In what other discipline would someone quote remarks that are 82 years old about the methods of research? Which empirical disciplines have not been revolutionised by the development of the computer and the extensive accretion of usable data? .None of the points Keynes made in the quote above have any current validity.
It used to be a problem in economics that if relationships of any complexity were postulated there was no means to test them empirically. Now that is much less the case, the current problem is that people don’t welcome empirical testing of their favoured theoretical propositions and cling to them regardless of evidence.

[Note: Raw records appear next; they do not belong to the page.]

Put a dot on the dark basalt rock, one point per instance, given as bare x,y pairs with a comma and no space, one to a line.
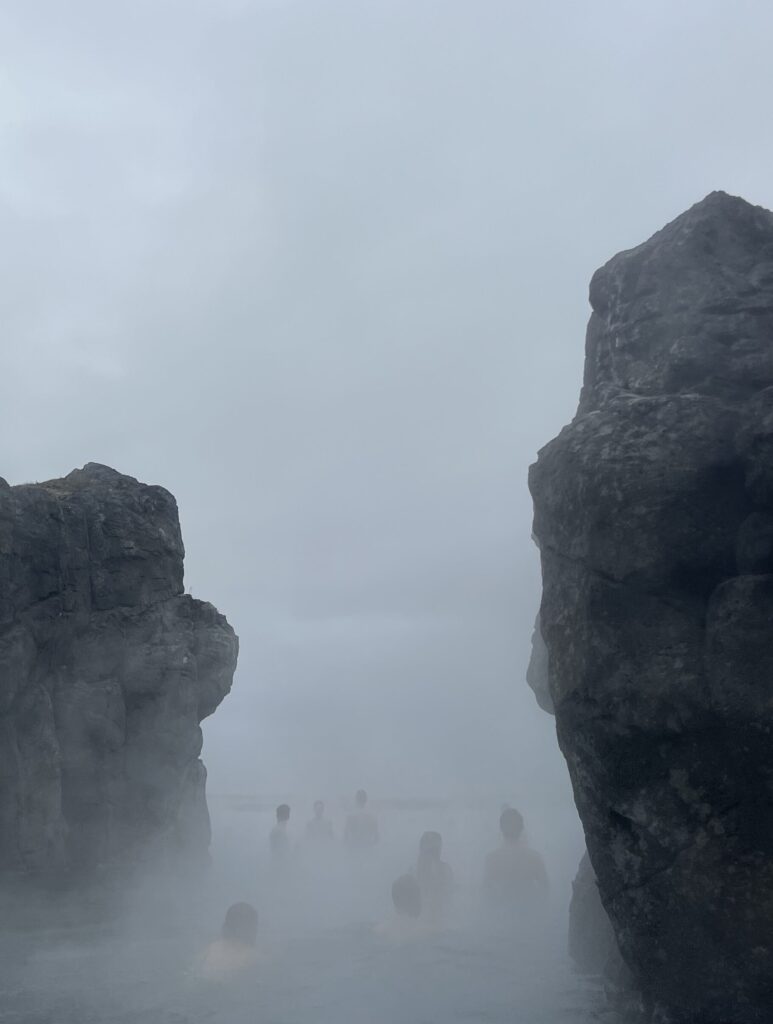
106,670
653,512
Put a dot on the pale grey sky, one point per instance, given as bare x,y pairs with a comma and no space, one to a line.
320,269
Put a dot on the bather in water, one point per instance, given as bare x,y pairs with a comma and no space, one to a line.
234,952
515,873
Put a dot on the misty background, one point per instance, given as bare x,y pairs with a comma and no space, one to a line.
320,269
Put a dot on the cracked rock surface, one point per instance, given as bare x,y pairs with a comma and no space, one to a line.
106,670
653,512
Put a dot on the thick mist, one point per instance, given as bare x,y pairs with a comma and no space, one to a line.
320,270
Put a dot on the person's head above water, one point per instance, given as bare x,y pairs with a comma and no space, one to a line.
406,896
511,824
430,846
241,925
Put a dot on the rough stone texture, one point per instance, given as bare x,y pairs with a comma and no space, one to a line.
106,670
592,942
653,511
537,673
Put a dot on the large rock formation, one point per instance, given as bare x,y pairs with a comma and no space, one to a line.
106,670
653,512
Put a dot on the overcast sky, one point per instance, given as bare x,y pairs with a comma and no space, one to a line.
320,269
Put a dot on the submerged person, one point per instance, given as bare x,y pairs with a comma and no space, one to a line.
278,840
235,950
361,827
515,873
434,877
319,827
406,900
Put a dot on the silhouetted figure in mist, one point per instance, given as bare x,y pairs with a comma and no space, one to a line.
434,876
406,899
278,841
361,827
515,873
319,828
235,950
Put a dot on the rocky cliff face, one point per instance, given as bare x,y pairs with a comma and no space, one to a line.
106,670
653,511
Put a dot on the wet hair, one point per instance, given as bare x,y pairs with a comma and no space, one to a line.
241,924
511,823
406,896
430,846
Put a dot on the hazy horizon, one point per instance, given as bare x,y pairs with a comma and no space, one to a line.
321,271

Gerald, you are missing the premise of Keynes’ comment: that he is discussing the logic of the methods of multiple correlation being used, and saying – much as he said in the General Theory – that the correlations are producing wrong answers by using the wrong logic. They are still correlating quantities in apparently complete ignorance of Cartesian coordinates being needed to define direction of action and geodesic context, i.e. complex number and non-Euclidian geometry. Even worse, they are still using logic without defining their terms, either deliberately – for rhetorical or criminal reasons – or because they don’t understand what has become much more obvious from writing computer programs at system level: that terms have to be defined before one can calculate reliably with them, and that even minor miscalculations in the course of a calculation can have cumulative effects when carried forward. Cf. the proverbial story of storms being caused by the flap of a butterfly’s wings.
I recommend to you the distinction made by library scientist S R Ranganathan between a generalisation and an abstraction: the one leaving out apparently irrelevant data and the other subtracting the dimension in which the data appeared, like showing the plan of a house but not the elevations needed to see how it had been worked out in practice. The plan (like the logical foundations) constrains what is possible in the resultant elevations.